I saw the exact moment Andrea shut down on me. As soon as I told her that she could talk to me about anything, shutters closed over her eyes. The girl who’d sat next to me and laughed was gone. The girl who opened up about her parents had left the room. And the girl who had cried out, surrendered herself, was nowhere to be seen.

Shit.

“Andy—”

“I’m really tired.” She swung her legs off the bed and stood before I could respond. “I think it’s time for me to get some sleep.” She started toward the door, seemed to remember that we were in her room, stopped, and placed her soda on a dresser. Her back was to me.

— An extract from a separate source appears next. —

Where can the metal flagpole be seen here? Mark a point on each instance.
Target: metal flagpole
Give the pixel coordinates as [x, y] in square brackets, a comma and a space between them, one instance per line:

Heart dropping, I scooted off the bed and held myself back. I had a feeling that going to her would somehow make this worse. “Andrea, I didn’t mean to—”

“You didn’t do anything.” Slowly, she faced me and plastered a smile across her pretty face. Fake. Plastic. “I’m just really tired all of a sudden. You wore me out.” Her laugh was brittle-sounding. “I need my beauty rest.”